PubMed 18721926
Referenced in: none
Automatically associated channels: KChIP2 , Kv1.4 , Kv3.1 , Kv4.2 , Kv4.3
Title: Unloaded rat hearts in vivo express a hypertrophic phenotype of cardiac repolarization.
Authors: Alexander Peter Schwoerer, Ivan Melnychenko, Diane Goltz, Nils Hedinger, Irene Broichhausen, Ali El-Armouche, Thomas Eschenhagen, Tilmann Volk, Heimo Ehmke
Journal, date & volume: J. Mol. Cell. Cardiol., 2008 Nov , 45, 633-41
PubMed link: http://www.ncbi.nlm.nih.gov/pubmed/18721926
Abstract
Cardiac unloading with left ventricular assist devices is increasingly used to treat patients with severe heart failure. Unloading has been shown to improve systolic and diastolic function, but its impact on the repolarization of left ventricular myocytes is not known. Unloaded hearts exhibit similar patterns of gene expression as hearts subjected to an increased hemodynamic load.
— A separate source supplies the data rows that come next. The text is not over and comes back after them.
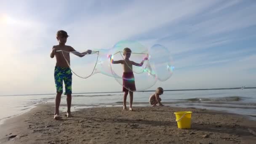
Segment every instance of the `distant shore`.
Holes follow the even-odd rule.
[[[176,90],[165,90],[165,91],[207,91],[207,90],[232,90],[232,89],[255,89],[256,87],[236,87],[236,88],[198,88],[198,89],[176,89]],[[138,91],[136,92],[154,92],[155,90],[149,90],[144,91]],[[73,94],[89,94],[89,93],[123,93],[122,91],[107,91],[107,92],[81,92],[81,93],[73,93]],[[56,93],[42,93],[42,94],[12,94],[12,95],[0,95],[0,96],[36,96],[36,95],[49,95],[56,94]]]
[[[53,119],[54,104],[40,104],[0,125],[0,143],[254,144],[256,121],[194,108],[88,108]],[[173,112],[192,111],[192,128],[179,129]]]

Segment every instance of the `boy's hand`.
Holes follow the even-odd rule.
[[[112,55],[109,55],[107,56],[108,58],[110,59],[110,61],[111,60],[111,56],[112,56]]]
[[[56,52],[56,48],[53,48],[52,52],[53,53],[55,54],[55,53]]]
[[[91,50],[87,50],[87,51],[86,51],[86,53],[87,53],[88,54],[91,53]]]

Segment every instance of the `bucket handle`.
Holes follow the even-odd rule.
[[[182,118],[183,118],[183,117],[184,117],[185,116],[185,115],[186,115],[186,114],[183,114],[183,115],[181,117],[181,118],[180,118],[179,120],[176,120],[176,122],[179,122],[180,121],[181,121],[181,119],[182,119]]]

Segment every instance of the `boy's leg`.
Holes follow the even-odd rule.
[[[55,97],[55,111],[54,112],[54,119],[58,119],[59,117],[59,108],[61,102],[61,98],[63,92],[63,75],[59,67],[56,67],[54,69],[54,80],[57,94]]]
[[[133,101],[133,92],[131,91],[129,91],[129,94],[130,95],[130,107],[129,107],[129,110],[132,111]]]
[[[71,111],[70,111],[70,108],[71,107],[71,101],[72,101],[72,97],[71,94],[67,94],[67,112],[68,113],[70,113]]]
[[[62,92],[57,92],[57,94],[56,94],[56,97],[55,97],[55,112],[54,112],[54,115],[59,115],[59,104],[61,103],[61,94],[62,94]]]
[[[123,109],[126,110],[126,98],[128,95],[128,91],[125,91],[123,95]]]
[[[66,72],[66,76],[63,78],[64,83],[65,84],[65,94],[67,95],[67,117],[70,117],[71,107],[71,101],[72,101],[72,73],[71,70],[68,69]]]

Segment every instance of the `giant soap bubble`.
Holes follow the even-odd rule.
[[[126,48],[131,50],[130,61],[125,59],[124,55],[123,50]],[[135,41],[123,40],[116,44],[110,52],[114,61],[123,61],[122,64],[112,63],[111,66],[114,77],[125,88],[131,91],[144,91],[155,83],[157,78],[150,73],[152,70],[148,60],[145,60],[142,65],[136,66],[148,57],[148,50],[146,47]],[[124,69],[131,73],[124,73]],[[131,87],[134,83],[136,89]]]
[[[162,45],[155,44],[150,48],[149,53],[149,63],[153,69],[152,74],[156,75],[160,81],[167,80],[172,76],[174,68],[169,50]]]

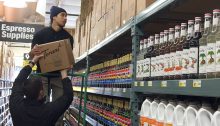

We therefore hypothesized that cardiac unloading also replicates the alterations in action potential and underlying repolarizing ionic currents found in pressure-overload induced cardiac hypertrophy. Left ventricular unloading was induced by heterotopic heart transplantation in syngenic male Lewis rats. Action potentials and underlying K+ and Ca2+ currents were investigated using whole-cell patch-clamp technique. Real-time RT-PCR was used to quantify mRNA expression of Kv4.2, Kv4.3, and KChIP2. Unloading markedly prolonged cardiac action potentials and suppressed the amplitude of several repolarizing K+ currents, in particular of the transient outward K+ current I(to), in both, epicardial and endocardial myocytes. The reduction of I(to) was associated with significantly lower levels of Kv4.2 and Kv4.3 mRNAs in epicardial myocytes, and of KChIP2 mRNA in endocardial myocytes. Concomitantly, the L-type Ca2+ current was increased in myocytes of unloaded hearts. Collectively, these results show that left ventricular unloading induces a profound remodelling of cardiac repolarization with action potential prolongation, downregulation of repolarizing K+ currents and upregulation of the L-type Ca2+ current. This indicates that unloaded rat hearts in vivo express a hypertrophic phenotype of cardiac repolarization at the cellular and the molecular level.